In consistent with other parts of the world, new indications were introduced as maternal request for CS without any medical indication [26]. Although it is known that this carries the potential risks for a longer maternal hospital stay, an increased risk of respiratory problems for the infant and greater complications in subsequent pregnancies [27]. In group B, 0.68% (40 women) had CS, where there were not any in group A.

Compared to spontaneous onset of delivery, IOL is associated with an increased risk of emergency CS both among nulliparous and multiparous women [28] The rate of CS due to failed IOL rose from 0.17% (eight women) to 0.5% (29 women), with p = 0.007. AMA is noted in some studies to increase the risk for CSs both for nulliparasand multiparas [29]. In spite of the increase incidence of comorbidities and pregnancy-related complications [30], there were three (0.07%) women who had CS in group A compared to 24 (0.41%) in group B with p = 0.000. Delivery of macrosomic fetuses is not always associated with perinatal complications, however attempts to eliminate these complications lead to an increase in the number of CS and labor inductions, in spite of the knowledge that clinical and ultrasonographic examination cannot exclude or confirm the possibility of macrosomia with sufficient specificity and sensitivity [31]. Mothers with suspected fetal macrosomia were scheduled for primary CS, therefore the rate increased from 0.04 % (two women) to 0.4% (22 women) with p = 0.0003.

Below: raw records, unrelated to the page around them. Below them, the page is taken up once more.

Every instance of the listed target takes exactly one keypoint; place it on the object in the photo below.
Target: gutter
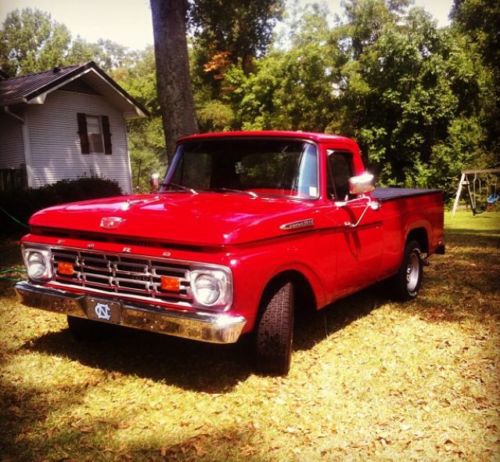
(12, 114)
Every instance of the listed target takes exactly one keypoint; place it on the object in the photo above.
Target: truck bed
(388, 194)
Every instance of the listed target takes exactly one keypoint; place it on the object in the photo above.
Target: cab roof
(317, 137)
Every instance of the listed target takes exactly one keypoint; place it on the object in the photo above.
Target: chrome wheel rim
(413, 272)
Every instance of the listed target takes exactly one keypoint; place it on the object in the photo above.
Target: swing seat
(492, 198)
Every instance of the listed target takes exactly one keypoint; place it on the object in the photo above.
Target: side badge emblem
(111, 222)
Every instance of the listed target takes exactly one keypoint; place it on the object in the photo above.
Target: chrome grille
(119, 274)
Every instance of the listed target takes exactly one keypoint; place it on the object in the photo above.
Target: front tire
(274, 335)
(408, 281)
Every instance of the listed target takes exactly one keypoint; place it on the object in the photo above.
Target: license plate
(103, 310)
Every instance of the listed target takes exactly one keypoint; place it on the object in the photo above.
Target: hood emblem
(309, 222)
(111, 222)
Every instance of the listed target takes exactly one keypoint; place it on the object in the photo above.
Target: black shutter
(107, 135)
(82, 132)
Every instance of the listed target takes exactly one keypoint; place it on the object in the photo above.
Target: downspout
(26, 144)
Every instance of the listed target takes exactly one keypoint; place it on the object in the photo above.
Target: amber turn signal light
(66, 268)
(170, 284)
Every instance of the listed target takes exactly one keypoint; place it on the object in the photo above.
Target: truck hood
(204, 219)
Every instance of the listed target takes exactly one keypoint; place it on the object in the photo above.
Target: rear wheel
(409, 278)
(274, 335)
(85, 329)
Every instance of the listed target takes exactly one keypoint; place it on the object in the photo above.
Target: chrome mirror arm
(371, 204)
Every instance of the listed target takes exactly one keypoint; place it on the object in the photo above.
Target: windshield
(258, 166)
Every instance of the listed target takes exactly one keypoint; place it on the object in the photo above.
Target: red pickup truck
(246, 228)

In the absence of other obstetric indications requiring CS, there is no sufficient evidence to recommend planned CS in the pregnancy with SGA aiming to reduce neonatal and perinatal morbidity and mortality [32]. However the present CS rate increased from 0.04% (two women) to 0.3% (19 women) with p = 0.000.

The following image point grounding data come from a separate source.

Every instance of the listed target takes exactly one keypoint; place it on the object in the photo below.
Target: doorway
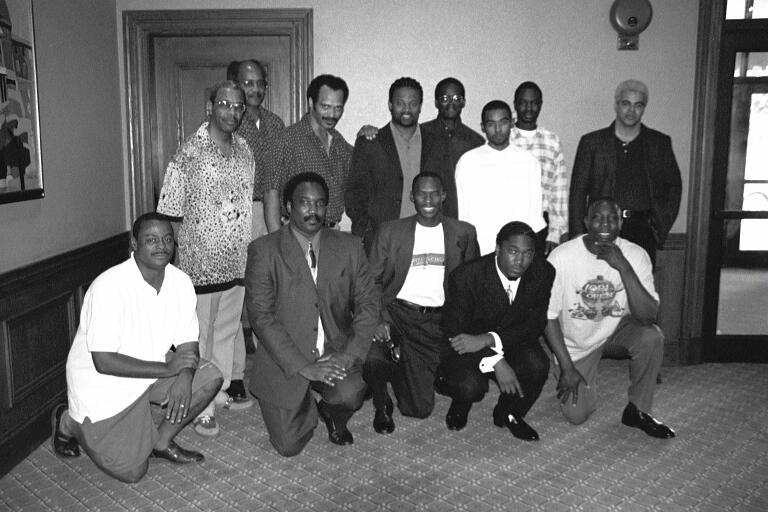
(172, 57)
(735, 318)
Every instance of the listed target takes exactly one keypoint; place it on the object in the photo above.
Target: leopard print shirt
(212, 193)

Other indications for CSs were not significant in the present study throughout the years, as failed instrumental delivery, PIH, placental abruption, triplets and quadruplets, congenital fetal anomaly, malpresentations, CPD, chorioamniontis, and meconium stained liquor.

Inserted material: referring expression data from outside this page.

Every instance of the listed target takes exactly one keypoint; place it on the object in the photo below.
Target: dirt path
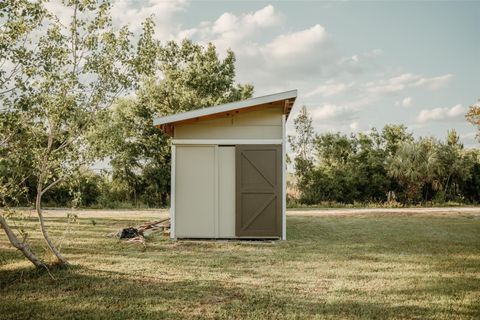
(161, 213)
(386, 211)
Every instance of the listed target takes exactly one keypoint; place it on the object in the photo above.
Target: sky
(356, 65)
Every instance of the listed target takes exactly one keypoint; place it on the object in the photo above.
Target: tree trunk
(53, 248)
(22, 246)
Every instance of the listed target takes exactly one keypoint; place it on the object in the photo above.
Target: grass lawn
(368, 265)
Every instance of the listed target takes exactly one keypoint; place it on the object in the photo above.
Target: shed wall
(260, 124)
(194, 191)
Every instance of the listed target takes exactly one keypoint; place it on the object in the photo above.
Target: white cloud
(297, 45)
(230, 31)
(408, 80)
(354, 125)
(331, 111)
(439, 114)
(133, 13)
(406, 102)
(328, 89)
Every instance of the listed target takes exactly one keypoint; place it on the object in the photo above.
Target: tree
(193, 77)
(414, 165)
(473, 115)
(302, 146)
(19, 19)
(79, 69)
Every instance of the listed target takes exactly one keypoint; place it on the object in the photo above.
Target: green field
(369, 265)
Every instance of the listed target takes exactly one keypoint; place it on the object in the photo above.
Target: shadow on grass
(83, 293)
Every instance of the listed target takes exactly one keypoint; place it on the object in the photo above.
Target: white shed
(228, 169)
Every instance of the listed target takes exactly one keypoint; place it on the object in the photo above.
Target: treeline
(135, 166)
(387, 166)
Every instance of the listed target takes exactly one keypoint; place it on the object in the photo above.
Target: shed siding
(260, 124)
(194, 191)
(226, 192)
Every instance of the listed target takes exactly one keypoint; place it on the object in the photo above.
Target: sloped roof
(283, 99)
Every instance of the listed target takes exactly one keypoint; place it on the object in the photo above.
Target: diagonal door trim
(258, 205)
(259, 211)
(256, 168)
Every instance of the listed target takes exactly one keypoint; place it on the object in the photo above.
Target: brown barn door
(258, 190)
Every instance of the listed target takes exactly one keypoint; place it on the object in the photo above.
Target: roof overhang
(284, 100)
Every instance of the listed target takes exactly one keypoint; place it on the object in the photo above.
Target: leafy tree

The present rate is high and could be partially explain ed by the fact that the pregnant women attending the hospital are mainly from the middle class, those who are employed, those that do not desire to have many children, those who had primary CS in the private sector for an unconvincing indication, and those do not want to undergo a vaginal delivery. Nevertheless, although the principle contributor is previous ≥ two CS, we feel that in order to lower the total CS rate; the appropriate way would be through reducing the primary section by increasing attempts of vaginal birth after CS, tightening the criteria for NRFHRP (and liberal use of scalp pH), encouraging external cephalic version for breech presentation, maintaining operative vaginal breech delivery skills, vaginal delivery for twin gestations when the first twin is in cephalic presentation, and applying more strict criteria for intervention for labor dystocia. However proper counseling for women who asked for CS without any medical reasons and for those who were above 35 years of age to alleviate their fears, proper management for multiparous women in labor, labor induction at complete 41 weeks’ gestation, judicious decisions for route of delivery in women with infertility, proper fetal weight estimation with careful review of the previous obstetrical history in women with suspected macrosomia, strict intrapartum fetal monitoring for SGA in labor, and proper management of women with recurrent miscarriage, will all assist to reduce the rate of primary CS and hence the overall rate of the CS. The study has few limitations, since it is a retrospective study, some confounders could not be excluded as a possible explanation for the findings.


CS rates have steadily and dramatically increased over the last 20 years of study. The appropriate way to deal with this global burden is to reduce the primary section. Clinicians and women need to be aware of the long-term risks associated with CS when determining the method of delivery for first and subsequent births.